There has not been a discussion between Piper and the regulator about whether Christian Super could be better positioned as a ‘choice’ rather than a MySuper product; currently half of the fund’s members are with the fund because of its MySuper status while the other 50 per cent have actively switched to the fund, he highlights.

Time to be propositional

In the spirit of owning the performance benchmark outcome and taking the consequences head on, Piper has used the catalyst not only to reach out and open communication with the fund members and the broader addressable community but also with other funds that might be open to formal collaboration opportunities.

“I think what it does is it certainly sharpens the focus around collaboration, and really thinking about a future state whereby working constructively with a peer fund or peer funds, are there ways that you can continue,” Piper says, alluding to live discussions Christian Super is currently having to merge or enter a formal partnership agreement.

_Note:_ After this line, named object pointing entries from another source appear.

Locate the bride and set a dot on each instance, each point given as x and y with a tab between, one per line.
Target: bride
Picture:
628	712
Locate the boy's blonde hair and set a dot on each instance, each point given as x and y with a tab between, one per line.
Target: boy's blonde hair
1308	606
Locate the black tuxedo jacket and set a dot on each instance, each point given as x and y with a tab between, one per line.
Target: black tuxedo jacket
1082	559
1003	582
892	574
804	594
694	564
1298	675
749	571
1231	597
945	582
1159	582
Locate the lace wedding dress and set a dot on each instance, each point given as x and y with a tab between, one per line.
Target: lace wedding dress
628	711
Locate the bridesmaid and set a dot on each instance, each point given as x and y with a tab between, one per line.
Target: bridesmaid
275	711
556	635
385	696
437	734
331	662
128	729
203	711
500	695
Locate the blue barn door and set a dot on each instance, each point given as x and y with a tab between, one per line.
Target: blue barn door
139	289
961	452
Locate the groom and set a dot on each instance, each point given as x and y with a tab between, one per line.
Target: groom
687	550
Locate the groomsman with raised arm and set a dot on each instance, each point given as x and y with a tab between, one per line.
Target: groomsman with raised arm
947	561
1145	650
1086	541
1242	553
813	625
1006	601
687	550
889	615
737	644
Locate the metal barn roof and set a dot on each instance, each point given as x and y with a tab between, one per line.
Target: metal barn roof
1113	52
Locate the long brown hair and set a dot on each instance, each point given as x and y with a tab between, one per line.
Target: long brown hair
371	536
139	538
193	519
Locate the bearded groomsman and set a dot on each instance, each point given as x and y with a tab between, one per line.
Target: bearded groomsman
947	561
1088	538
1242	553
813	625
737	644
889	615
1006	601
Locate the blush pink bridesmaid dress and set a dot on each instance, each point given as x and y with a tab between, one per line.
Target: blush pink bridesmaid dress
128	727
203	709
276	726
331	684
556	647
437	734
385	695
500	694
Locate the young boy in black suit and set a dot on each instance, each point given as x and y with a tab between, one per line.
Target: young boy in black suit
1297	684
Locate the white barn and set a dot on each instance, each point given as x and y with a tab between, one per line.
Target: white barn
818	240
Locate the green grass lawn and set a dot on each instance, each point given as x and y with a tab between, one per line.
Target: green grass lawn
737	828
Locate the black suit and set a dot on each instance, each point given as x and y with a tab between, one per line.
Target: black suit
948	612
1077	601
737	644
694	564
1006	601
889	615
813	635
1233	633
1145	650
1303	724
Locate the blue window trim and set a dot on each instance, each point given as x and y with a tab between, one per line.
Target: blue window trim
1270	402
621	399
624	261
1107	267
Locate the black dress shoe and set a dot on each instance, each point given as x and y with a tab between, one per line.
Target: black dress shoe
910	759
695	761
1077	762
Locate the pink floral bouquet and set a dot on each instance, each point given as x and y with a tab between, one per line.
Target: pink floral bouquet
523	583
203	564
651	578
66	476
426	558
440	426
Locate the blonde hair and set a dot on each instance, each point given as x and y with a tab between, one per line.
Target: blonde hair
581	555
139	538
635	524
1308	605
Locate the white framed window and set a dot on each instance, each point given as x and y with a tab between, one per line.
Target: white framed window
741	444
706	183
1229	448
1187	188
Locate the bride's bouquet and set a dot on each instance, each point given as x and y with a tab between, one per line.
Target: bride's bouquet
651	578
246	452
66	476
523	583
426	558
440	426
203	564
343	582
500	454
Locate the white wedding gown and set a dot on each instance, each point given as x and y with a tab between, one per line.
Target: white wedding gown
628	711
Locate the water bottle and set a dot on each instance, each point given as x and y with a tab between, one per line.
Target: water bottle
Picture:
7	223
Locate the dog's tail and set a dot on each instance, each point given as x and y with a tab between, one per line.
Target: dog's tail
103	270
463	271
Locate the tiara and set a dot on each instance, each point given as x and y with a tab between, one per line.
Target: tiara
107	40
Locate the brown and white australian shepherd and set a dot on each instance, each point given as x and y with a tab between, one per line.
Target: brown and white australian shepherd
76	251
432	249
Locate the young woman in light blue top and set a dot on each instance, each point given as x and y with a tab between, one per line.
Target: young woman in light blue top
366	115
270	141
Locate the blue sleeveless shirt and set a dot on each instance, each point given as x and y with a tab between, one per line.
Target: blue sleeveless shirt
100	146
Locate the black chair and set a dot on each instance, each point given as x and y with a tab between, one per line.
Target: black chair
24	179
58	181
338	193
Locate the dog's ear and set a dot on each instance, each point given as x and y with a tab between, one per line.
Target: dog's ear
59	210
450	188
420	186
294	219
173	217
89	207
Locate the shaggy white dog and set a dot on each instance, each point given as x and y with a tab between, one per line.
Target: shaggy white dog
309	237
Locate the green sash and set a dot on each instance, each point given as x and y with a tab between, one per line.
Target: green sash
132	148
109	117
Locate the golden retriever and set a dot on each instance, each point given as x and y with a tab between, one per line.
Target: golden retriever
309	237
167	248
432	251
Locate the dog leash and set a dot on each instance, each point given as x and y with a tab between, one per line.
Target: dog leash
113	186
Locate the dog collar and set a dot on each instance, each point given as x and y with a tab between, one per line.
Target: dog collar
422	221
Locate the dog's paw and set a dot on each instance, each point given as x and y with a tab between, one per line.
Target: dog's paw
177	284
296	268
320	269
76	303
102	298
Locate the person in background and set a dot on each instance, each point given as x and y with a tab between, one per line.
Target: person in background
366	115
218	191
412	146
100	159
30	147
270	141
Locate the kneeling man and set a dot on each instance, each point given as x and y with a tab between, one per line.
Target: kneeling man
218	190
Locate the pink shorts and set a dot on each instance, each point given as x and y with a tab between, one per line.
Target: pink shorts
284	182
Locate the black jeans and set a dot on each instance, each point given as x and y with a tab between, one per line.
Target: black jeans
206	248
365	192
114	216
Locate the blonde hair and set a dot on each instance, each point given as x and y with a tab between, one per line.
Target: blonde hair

At this stage Piper says Christian Super’s fate relating to the performance test isn’t a roadblock to conversations with peers, although he alludes to not wanting to be in a position where the more binding second strike looms with the portfolio optimisation project and collaboration discussions remaining where they are today.

“We formed a view and our board has formed a view that you don’t want to get to that place and find yourself with your back to the wall and painted into a corner, I think there is a very real and active opportunity now to move ahead,” Piper says.

Despite the external pressures applied by regulation and policy changes Piper wants to prioritise the elements of the fund that are unique and important to members in the hope this will ensure its DNA endures but also so it can have an impact on the composition of the industry in a post YFYS world.

“It is time to be propositional, but we also think that our ability to shape a future that enables us to keep doing what we’re doing becomes potentially compromised the more that time runs,” he says.

“Whilst we’re a smaller fund, what we have is what probably funds 10 or 20 times our size would love which is purpose identity, which is something everyone should be focusing on particularly with the advent of stapling,” Piper says.

“If we are heading to a world where we have 10 mega funds and nothing else I think our sector loses something, I hope that’s not the end state we’re tracking towards.”